Sentenza Sentenza Cassazione Civile n. 32087 del 12/12/2018

Cassazione civile sez. trib., 12/12/2018, (ud. 13/11/2018, dep. 12/12/2018), n.32087

LA CORTE SUPREMA DI CASSAZIONE

SEZIONE TRIBUTARIA

Composta dagli Ill.mi Sigg.ri Magistrati:

Dott. CAMPANILE Pietro – Presidente –

Dott. GIUDICEPIETRO Andreina – rel. Consigliere –

Dott. CONDELLO Pasqualina A.P. – Consigliere –

Dott. FEDERICI Francesco – Consigliere –

Dott. DELL’ORFANO Antonella – Consigliere –

ha pronunciato la seguente:

SENTENZA

sul ricorso iscritto al n. 10492/12 R.G. proposto da:

Agenzia delle Entrate, in persona del direttore pro tempore, con

domicilio legale in Roma, via dei Portoghesi n. 12, presso

l’Avvocatura Generale dello Stato, che la rappresenta e difende;

– ricorrente –

contro

Xylem Water Solutions UK Holdings LTD. (gia denominata ITT Industries

UK Holdings LTD.), in persona del legale rappresentante pro tempore,

rappresentata e difesa dagli avv.ti Giuseppe Vanz del foro di Torino

e Livia Salvini del foro di Roma, elettivamente domiciliata presso

quest’ultima in Roma al viale Giuseppe Mazzini n. 11;

– controricorrente – ricorrente incidentale –

avverso la sentenza n. 67 della Commissione Tributaria Regionale

dell’Abruzzo, sezione distaccata di Pescara, emessa il 20 ottobre

2011, deposita il 3 febbraio 2012 e notificata il 21-27 febbraio

2012.

Udita la relazione svolta nella pubblica udienza del 13 novembre 2018

dal Consigliere Andreina Giudicepietro;

udito il Pubblico Ministero, in persona del Sostituto Procuratore

generale Zeno Immacolata, che ha concluso chiedendo il rigetto del

ricorso;

udito l’Avvocato dello Stato Rocchitta Gian Mario per l’Agenzia delle

Entrate e l’avv. Giuseppe Vanz per la società controricorrente.

Fatto

FATTI DI CAUSA

1. Nella controversia originata dall’impugnazione da parte della Società di diritto inglese del silenzio rifiuto opposto all’istanza di pagamento del credito di imposta relativo ai dividendi distribuiti nel 2003 ai sensi dell’art. 10, par 4, lett. b), della convenzione tra l’Italia ed il Regno Unito contro le doppie imposizioni, ratificata con L. 5 novembre 1990, n. 329, la Commissione Tributaria Regionale dell’Abruzzo (d’ora in poi C.T.R.) in accoglimento dell’appello proposto dalla Società avverso la decisione di primo grado (sfavorevole), condannava l’Ufficio C.P.O. al pagamento dell’importo netto di Euro 6.023.167, oltre interessi di legge.
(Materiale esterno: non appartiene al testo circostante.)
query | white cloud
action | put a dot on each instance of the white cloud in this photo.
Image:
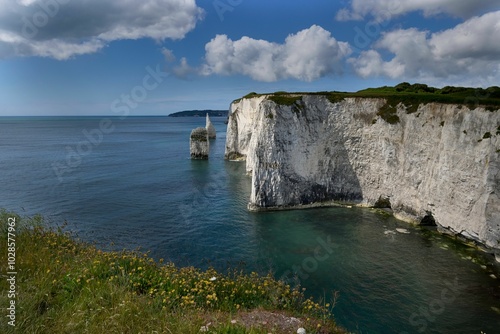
(386, 9)
(469, 50)
(168, 54)
(62, 29)
(307, 55)
(183, 70)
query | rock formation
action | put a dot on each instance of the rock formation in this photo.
(438, 163)
(210, 129)
(199, 145)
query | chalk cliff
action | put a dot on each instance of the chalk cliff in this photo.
(439, 162)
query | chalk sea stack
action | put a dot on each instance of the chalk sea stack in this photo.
(210, 129)
(199, 145)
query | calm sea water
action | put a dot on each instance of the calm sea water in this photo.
(135, 186)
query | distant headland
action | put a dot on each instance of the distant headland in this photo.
(200, 113)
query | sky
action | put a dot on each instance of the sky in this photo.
(155, 57)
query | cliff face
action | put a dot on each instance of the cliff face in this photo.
(441, 161)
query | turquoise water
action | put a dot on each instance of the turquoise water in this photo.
(130, 184)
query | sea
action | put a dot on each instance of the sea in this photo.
(129, 183)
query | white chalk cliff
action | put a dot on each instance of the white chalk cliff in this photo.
(210, 128)
(441, 161)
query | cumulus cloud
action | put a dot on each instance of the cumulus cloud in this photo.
(385, 9)
(470, 49)
(62, 28)
(307, 55)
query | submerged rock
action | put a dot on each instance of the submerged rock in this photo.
(210, 129)
(199, 145)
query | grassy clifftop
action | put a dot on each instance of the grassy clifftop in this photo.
(66, 286)
(405, 93)
(411, 96)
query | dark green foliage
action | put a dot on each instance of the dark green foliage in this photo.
(285, 100)
(410, 95)
(402, 86)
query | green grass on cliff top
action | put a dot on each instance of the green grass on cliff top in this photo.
(410, 95)
(66, 286)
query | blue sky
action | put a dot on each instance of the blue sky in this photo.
(155, 57)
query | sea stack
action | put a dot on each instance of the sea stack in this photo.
(210, 129)
(198, 143)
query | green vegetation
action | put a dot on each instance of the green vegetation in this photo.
(66, 286)
(388, 112)
(284, 99)
(409, 95)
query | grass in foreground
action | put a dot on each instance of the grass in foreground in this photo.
(66, 286)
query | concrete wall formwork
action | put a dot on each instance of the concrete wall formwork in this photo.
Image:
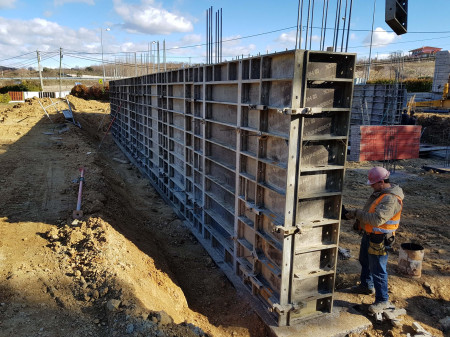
(441, 71)
(378, 104)
(251, 153)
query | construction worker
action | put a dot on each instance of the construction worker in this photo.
(378, 221)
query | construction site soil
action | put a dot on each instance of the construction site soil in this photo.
(130, 267)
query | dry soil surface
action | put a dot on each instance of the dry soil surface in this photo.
(130, 268)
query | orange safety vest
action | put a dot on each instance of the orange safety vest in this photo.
(389, 226)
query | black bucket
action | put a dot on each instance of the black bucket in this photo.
(410, 259)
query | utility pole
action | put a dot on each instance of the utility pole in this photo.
(60, 66)
(371, 40)
(39, 68)
(164, 54)
(135, 64)
(157, 47)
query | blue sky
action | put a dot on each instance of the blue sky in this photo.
(249, 27)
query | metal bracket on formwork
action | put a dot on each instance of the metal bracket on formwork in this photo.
(286, 230)
(252, 208)
(257, 107)
(301, 111)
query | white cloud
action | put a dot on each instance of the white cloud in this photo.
(7, 3)
(62, 2)
(381, 38)
(287, 38)
(148, 17)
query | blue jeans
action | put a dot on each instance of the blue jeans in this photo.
(373, 271)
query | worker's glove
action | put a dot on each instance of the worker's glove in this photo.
(357, 226)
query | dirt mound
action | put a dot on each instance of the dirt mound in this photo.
(101, 264)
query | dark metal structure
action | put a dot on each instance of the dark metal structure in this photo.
(251, 154)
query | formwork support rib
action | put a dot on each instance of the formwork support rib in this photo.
(251, 154)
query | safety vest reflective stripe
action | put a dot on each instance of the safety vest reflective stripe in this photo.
(382, 230)
(392, 222)
(389, 226)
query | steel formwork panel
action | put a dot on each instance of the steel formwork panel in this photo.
(378, 104)
(251, 153)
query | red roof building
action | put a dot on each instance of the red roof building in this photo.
(424, 51)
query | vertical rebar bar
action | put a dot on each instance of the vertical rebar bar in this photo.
(301, 26)
(210, 37)
(325, 29)
(371, 40)
(335, 25)
(338, 24)
(298, 20)
(216, 34)
(343, 25)
(321, 28)
(312, 20)
(348, 25)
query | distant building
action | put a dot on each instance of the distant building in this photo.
(424, 51)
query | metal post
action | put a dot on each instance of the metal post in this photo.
(343, 26)
(60, 65)
(348, 26)
(312, 20)
(40, 71)
(307, 25)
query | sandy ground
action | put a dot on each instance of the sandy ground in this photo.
(130, 268)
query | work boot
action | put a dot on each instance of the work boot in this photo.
(364, 290)
(380, 307)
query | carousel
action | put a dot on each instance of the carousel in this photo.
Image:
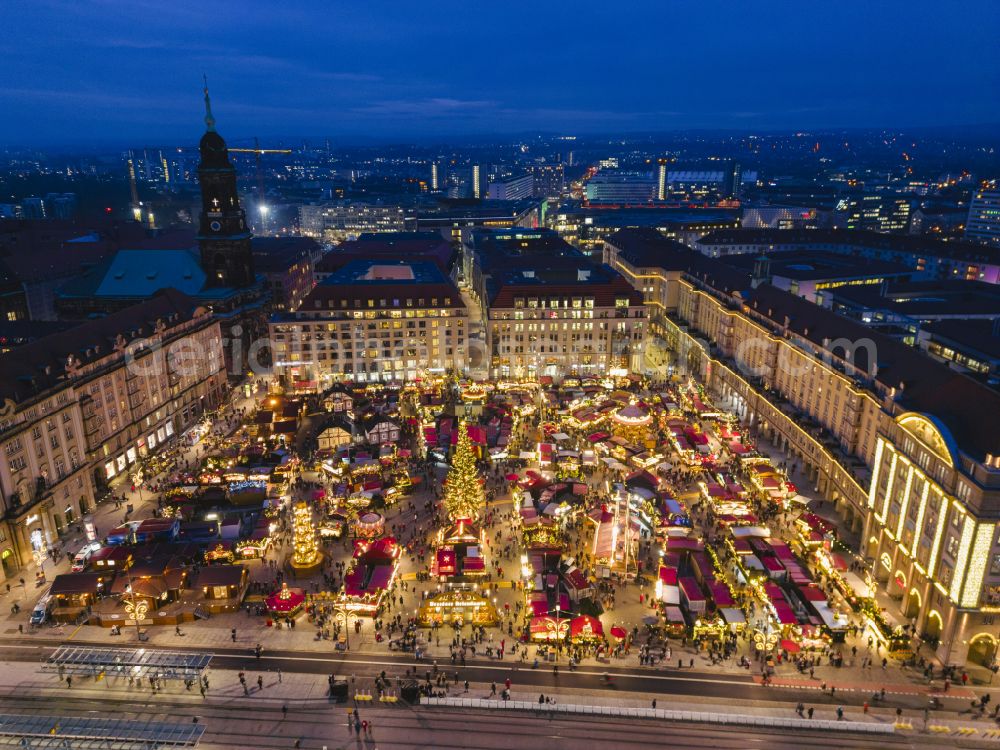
(369, 525)
(459, 550)
(632, 422)
(306, 557)
(286, 602)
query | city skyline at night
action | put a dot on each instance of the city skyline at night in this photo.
(108, 71)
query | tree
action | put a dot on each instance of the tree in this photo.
(463, 492)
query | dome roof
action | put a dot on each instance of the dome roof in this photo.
(632, 414)
(213, 150)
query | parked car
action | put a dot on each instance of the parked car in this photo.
(81, 558)
(40, 614)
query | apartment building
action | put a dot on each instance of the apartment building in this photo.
(929, 257)
(903, 445)
(383, 320)
(90, 403)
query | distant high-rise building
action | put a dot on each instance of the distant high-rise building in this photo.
(983, 223)
(33, 208)
(549, 180)
(735, 180)
(874, 211)
(346, 220)
(60, 205)
(476, 184)
(611, 186)
(513, 188)
(661, 180)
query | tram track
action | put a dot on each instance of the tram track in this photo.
(265, 727)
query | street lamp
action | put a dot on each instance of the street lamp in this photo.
(341, 613)
(558, 628)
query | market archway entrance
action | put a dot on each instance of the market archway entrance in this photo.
(983, 649)
(897, 586)
(9, 564)
(913, 602)
(933, 626)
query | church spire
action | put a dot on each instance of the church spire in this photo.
(209, 120)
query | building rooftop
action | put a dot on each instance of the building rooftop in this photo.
(139, 273)
(653, 216)
(380, 271)
(809, 264)
(925, 299)
(648, 248)
(276, 254)
(378, 283)
(429, 246)
(41, 364)
(977, 334)
(969, 408)
(902, 243)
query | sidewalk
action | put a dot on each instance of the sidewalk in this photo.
(105, 516)
(304, 691)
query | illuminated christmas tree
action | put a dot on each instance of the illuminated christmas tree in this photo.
(304, 549)
(463, 492)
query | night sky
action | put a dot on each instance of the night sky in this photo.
(107, 71)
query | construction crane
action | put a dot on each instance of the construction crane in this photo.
(257, 151)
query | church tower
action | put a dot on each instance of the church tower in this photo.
(223, 236)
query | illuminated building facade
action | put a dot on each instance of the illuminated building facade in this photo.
(983, 224)
(899, 442)
(372, 321)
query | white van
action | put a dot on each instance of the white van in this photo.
(40, 614)
(81, 558)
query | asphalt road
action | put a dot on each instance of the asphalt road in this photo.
(234, 726)
(655, 682)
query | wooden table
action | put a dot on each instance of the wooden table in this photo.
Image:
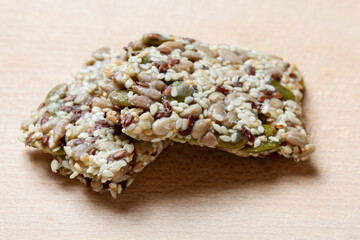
(190, 192)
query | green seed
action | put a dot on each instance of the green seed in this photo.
(155, 39)
(120, 98)
(269, 130)
(238, 144)
(286, 93)
(183, 90)
(263, 147)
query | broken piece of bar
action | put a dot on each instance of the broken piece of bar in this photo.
(241, 101)
(80, 129)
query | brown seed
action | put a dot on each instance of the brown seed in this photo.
(173, 62)
(154, 36)
(276, 76)
(248, 135)
(163, 68)
(263, 98)
(191, 40)
(238, 84)
(222, 89)
(185, 132)
(119, 154)
(79, 141)
(129, 118)
(76, 109)
(110, 159)
(165, 50)
(142, 84)
(93, 151)
(159, 115)
(276, 95)
(266, 92)
(69, 98)
(167, 106)
(66, 109)
(167, 91)
(250, 70)
(255, 106)
(28, 139)
(90, 100)
(41, 106)
(104, 123)
(45, 118)
(75, 117)
(293, 75)
(191, 121)
(45, 139)
(290, 124)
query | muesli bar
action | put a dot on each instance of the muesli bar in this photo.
(242, 101)
(80, 129)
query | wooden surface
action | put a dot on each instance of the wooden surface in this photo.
(189, 193)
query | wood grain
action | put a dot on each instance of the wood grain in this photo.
(189, 193)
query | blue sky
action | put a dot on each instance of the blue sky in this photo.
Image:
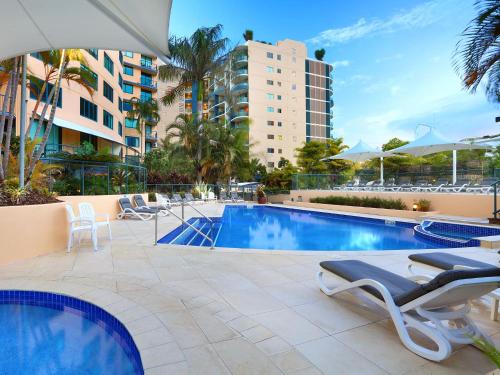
(393, 59)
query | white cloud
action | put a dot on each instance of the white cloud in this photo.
(340, 63)
(420, 16)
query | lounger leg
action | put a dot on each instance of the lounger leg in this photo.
(494, 308)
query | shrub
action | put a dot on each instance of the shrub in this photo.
(394, 204)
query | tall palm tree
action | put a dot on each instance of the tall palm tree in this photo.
(63, 58)
(478, 54)
(144, 111)
(193, 60)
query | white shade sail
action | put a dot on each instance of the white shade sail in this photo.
(128, 25)
(433, 142)
(360, 152)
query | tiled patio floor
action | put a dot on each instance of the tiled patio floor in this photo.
(202, 311)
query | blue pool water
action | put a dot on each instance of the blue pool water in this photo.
(43, 340)
(275, 228)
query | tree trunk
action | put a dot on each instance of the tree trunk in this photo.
(57, 86)
(12, 107)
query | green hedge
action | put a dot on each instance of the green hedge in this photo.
(394, 204)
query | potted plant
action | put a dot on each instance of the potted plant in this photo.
(261, 194)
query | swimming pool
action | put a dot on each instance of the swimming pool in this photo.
(280, 228)
(46, 333)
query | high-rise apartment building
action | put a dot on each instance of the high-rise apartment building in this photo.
(286, 97)
(100, 118)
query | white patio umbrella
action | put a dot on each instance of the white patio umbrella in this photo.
(362, 152)
(35, 25)
(433, 142)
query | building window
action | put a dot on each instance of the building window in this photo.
(127, 106)
(127, 70)
(94, 52)
(107, 119)
(92, 79)
(88, 109)
(129, 89)
(34, 92)
(108, 64)
(130, 123)
(132, 141)
(107, 91)
(146, 96)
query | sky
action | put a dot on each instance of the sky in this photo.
(392, 59)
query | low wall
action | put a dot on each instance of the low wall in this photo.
(415, 215)
(453, 204)
(33, 230)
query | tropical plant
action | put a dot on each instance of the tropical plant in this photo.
(248, 35)
(143, 112)
(319, 54)
(193, 61)
(477, 55)
(60, 59)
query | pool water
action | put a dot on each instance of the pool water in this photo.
(42, 340)
(264, 227)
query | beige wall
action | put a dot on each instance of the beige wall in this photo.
(292, 133)
(468, 205)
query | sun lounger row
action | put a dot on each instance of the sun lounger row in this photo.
(436, 305)
(441, 185)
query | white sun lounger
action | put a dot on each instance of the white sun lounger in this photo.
(437, 309)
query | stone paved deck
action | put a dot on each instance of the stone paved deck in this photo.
(200, 311)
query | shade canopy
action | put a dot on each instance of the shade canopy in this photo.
(360, 152)
(433, 142)
(128, 25)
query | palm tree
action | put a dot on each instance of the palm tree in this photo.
(63, 58)
(193, 61)
(189, 137)
(144, 111)
(478, 54)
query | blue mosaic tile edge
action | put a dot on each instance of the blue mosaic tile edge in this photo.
(81, 308)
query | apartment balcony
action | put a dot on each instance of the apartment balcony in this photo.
(145, 66)
(240, 88)
(240, 116)
(145, 83)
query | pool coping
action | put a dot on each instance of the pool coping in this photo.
(91, 295)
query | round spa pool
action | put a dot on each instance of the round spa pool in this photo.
(47, 333)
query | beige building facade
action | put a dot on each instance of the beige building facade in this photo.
(284, 96)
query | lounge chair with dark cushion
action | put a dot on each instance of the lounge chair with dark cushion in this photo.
(433, 308)
(141, 204)
(437, 262)
(127, 211)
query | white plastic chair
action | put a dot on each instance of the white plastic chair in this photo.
(87, 212)
(78, 225)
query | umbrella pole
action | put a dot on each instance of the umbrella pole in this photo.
(382, 170)
(454, 167)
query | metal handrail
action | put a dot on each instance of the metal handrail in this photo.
(169, 209)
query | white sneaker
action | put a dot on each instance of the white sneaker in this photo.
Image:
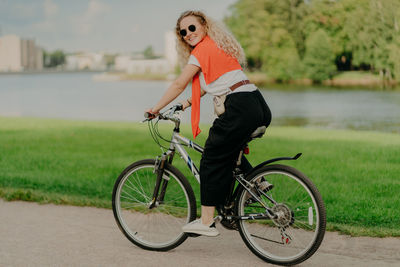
(196, 227)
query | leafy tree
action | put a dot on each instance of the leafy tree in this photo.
(319, 60)
(53, 59)
(281, 60)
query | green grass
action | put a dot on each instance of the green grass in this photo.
(77, 162)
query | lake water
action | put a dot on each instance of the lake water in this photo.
(79, 96)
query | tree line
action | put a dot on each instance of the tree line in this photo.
(316, 39)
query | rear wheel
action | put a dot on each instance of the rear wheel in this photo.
(299, 228)
(158, 227)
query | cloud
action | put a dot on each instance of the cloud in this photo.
(86, 22)
(50, 20)
(50, 8)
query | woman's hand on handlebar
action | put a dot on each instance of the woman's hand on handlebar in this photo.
(150, 114)
(185, 104)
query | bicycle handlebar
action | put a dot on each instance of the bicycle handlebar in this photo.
(166, 115)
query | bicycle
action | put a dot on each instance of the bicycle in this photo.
(152, 200)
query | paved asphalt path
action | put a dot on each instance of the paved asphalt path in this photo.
(50, 235)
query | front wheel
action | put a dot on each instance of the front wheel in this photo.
(153, 226)
(299, 227)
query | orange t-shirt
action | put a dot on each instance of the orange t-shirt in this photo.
(214, 62)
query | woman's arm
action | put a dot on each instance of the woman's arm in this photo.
(177, 87)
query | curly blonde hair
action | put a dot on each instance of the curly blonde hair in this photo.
(217, 31)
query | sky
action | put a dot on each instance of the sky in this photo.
(100, 25)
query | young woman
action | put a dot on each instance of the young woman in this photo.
(214, 61)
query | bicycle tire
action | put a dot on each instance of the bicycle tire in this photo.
(159, 228)
(306, 220)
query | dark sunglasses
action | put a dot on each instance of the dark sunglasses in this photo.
(191, 28)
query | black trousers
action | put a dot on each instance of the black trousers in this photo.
(244, 112)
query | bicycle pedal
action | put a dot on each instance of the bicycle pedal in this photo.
(265, 186)
(193, 235)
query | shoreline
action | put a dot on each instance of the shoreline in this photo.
(348, 79)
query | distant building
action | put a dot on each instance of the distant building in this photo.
(18, 54)
(135, 64)
(85, 61)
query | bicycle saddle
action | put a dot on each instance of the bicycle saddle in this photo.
(259, 132)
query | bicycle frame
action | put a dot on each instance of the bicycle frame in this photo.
(177, 143)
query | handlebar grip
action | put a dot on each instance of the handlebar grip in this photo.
(179, 107)
(149, 115)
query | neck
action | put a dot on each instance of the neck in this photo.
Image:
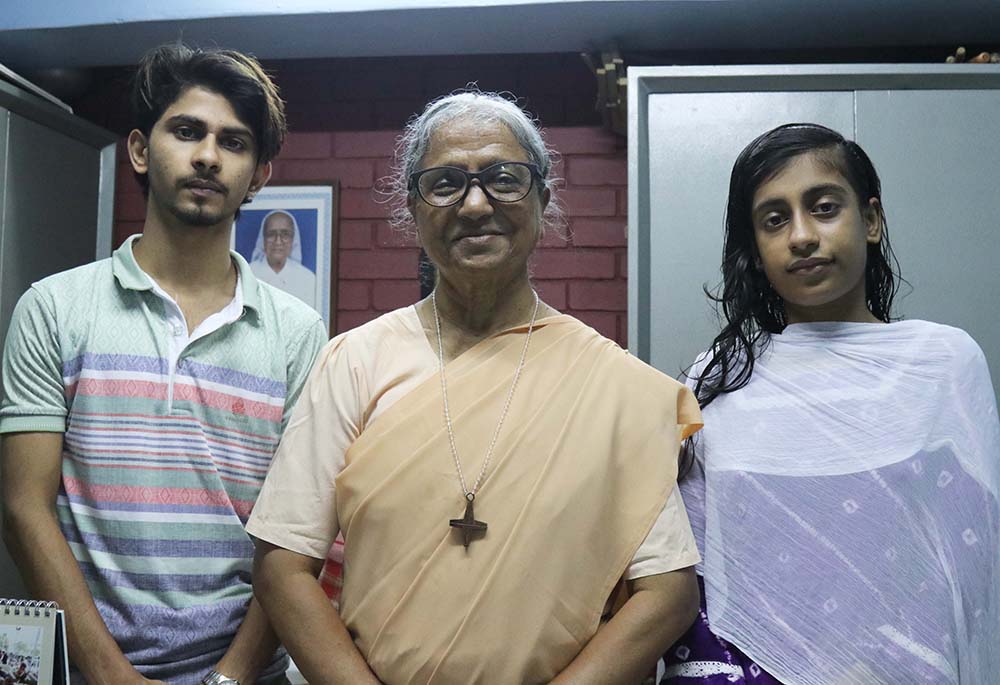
(482, 311)
(853, 310)
(183, 258)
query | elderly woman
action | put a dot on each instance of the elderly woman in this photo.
(503, 476)
(277, 257)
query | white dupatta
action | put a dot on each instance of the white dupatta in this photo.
(848, 508)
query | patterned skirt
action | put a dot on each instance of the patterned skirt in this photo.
(702, 658)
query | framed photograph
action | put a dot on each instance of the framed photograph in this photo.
(288, 236)
(32, 643)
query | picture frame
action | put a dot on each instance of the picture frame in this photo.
(298, 255)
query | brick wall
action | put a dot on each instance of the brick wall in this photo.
(582, 274)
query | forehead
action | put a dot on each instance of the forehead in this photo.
(799, 175)
(472, 144)
(213, 109)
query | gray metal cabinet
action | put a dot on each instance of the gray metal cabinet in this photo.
(57, 177)
(933, 132)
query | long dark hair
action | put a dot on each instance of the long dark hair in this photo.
(751, 309)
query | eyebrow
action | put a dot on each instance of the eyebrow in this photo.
(199, 123)
(814, 191)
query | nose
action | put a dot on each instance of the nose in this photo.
(802, 234)
(206, 154)
(476, 203)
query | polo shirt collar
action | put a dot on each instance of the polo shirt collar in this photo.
(131, 276)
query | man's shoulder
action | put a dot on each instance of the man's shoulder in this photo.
(78, 281)
(72, 291)
(285, 308)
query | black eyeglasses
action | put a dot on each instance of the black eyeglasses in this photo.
(444, 186)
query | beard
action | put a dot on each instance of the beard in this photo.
(173, 196)
(199, 215)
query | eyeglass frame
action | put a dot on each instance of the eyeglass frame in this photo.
(413, 182)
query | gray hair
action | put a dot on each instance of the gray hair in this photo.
(480, 107)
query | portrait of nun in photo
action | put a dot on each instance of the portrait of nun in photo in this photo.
(277, 257)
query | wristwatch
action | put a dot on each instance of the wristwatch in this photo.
(216, 678)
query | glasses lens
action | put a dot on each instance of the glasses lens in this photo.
(508, 182)
(442, 186)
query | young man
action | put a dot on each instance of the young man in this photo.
(144, 396)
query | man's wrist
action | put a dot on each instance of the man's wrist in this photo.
(216, 678)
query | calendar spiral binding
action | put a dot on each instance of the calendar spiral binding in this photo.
(27, 607)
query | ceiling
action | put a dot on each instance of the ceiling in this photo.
(53, 33)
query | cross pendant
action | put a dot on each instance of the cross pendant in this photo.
(468, 523)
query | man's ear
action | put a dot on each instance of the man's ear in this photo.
(138, 151)
(261, 175)
(873, 221)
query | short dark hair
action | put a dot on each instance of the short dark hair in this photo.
(165, 72)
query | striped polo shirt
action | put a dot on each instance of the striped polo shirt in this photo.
(165, 447)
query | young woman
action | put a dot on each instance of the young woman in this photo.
(844, 490)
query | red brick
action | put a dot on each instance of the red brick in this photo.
(130, 207)
(605, 323)
(372, 264)
(350, 173)
(573, 263)
(553, 293)
(334, 116)
(589, 201)
(353, 295)
(348, 320)
(362, 204)
(393, 114)
(573, 140)
(389, 295)
(387, 236)
(598, 295)
(599, 232)
(554, 238)
(364, 143)
(354, 235)
(300, 145)
(383, 168)
(598, 171)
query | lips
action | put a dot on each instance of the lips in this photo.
(477, 234)
(808, 264)
(204, 184)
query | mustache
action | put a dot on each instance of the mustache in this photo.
(199, 181)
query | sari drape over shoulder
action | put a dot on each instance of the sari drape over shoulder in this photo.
(848, 511)
(582, 468)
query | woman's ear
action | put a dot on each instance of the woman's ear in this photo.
(873, 221)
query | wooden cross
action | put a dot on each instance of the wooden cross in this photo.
(468, 523)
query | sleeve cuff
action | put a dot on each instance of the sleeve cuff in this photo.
(33, 424)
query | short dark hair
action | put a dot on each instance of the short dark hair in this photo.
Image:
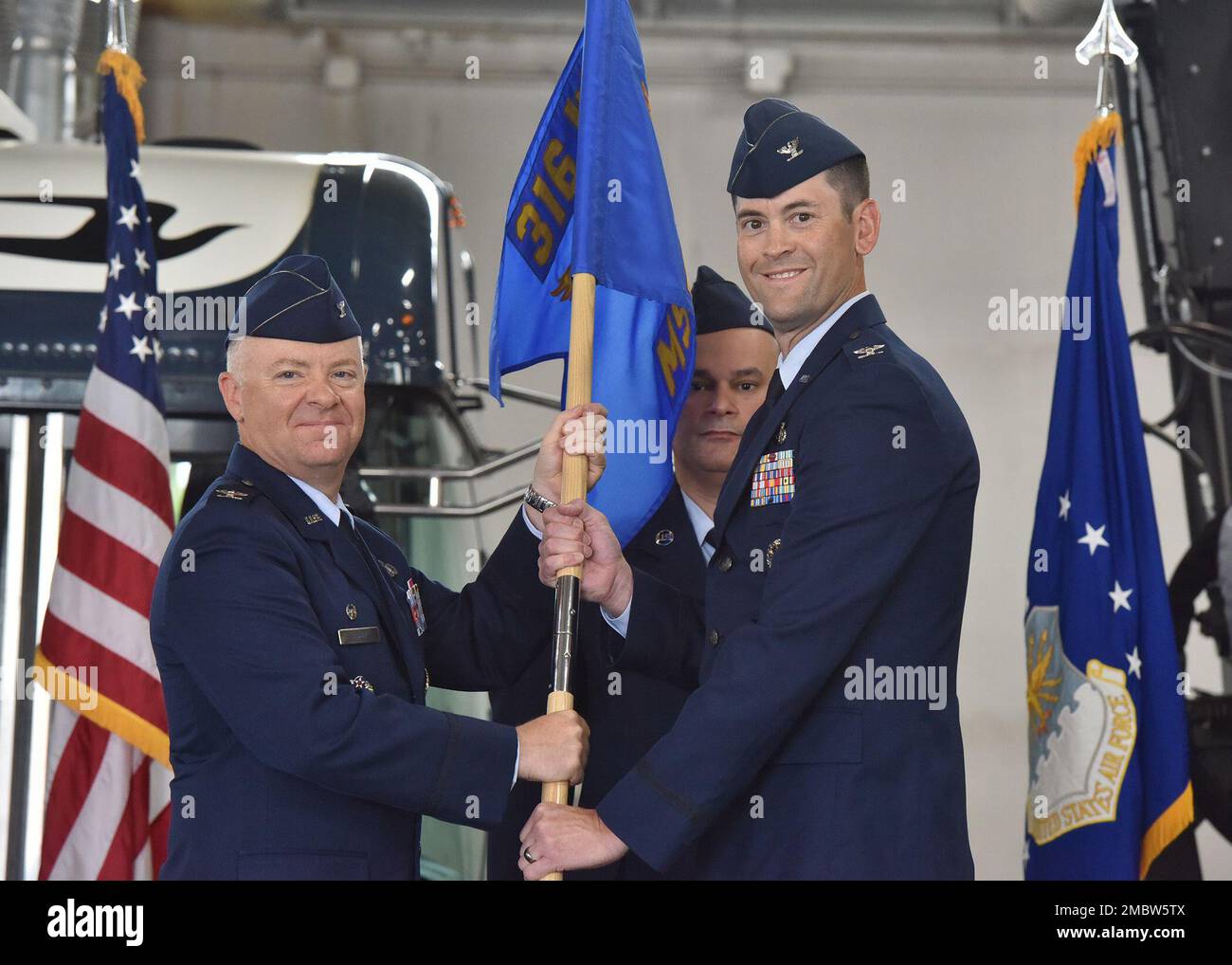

In particolare, la C.T.R. – dando atto che la Società rientrava nell’ambito di applicazione della Convenzione tra l’Italia ed il Regno Unito, art. 10, in quanto al momento della distribuzione del dividendo era residente nel Regno Unito e priva di stabile organizzazione in Italia; controllava dal 2002 più del 10% dei diritti di voto nella ITT Italia; era la beneficiaria effettiva del dividendo in questione; era soggetta a tassazione nel Regno Unito sia sul dividendo che sul relativo credito di imposta-disapplicava il D.Lgs. n. 26 del 2003, art. 40, in favore della Convenzione tra l’Italia ed il Regno Unito, art. 10, ritenendo che la prima norma fosse rivolta unicamente ai crediti di imposta di cui al D.P.R. n. 917 del 1986, art. 14, cioè ai soli dividendi distribuiti ai residenti in Italia, e riconosceva il diritto della Società alla corresponsione del credito pari al lordo delle imposte applicabili dall’Italia.

2. Avverso la sentenza della C.T.R. l’Agenzia delle Entrate ha proposto ricorso articolato su cinque motivi.

3. La Società resiste con controricorso e propone ricorso incidentale condizionato su un unico articolato motivo.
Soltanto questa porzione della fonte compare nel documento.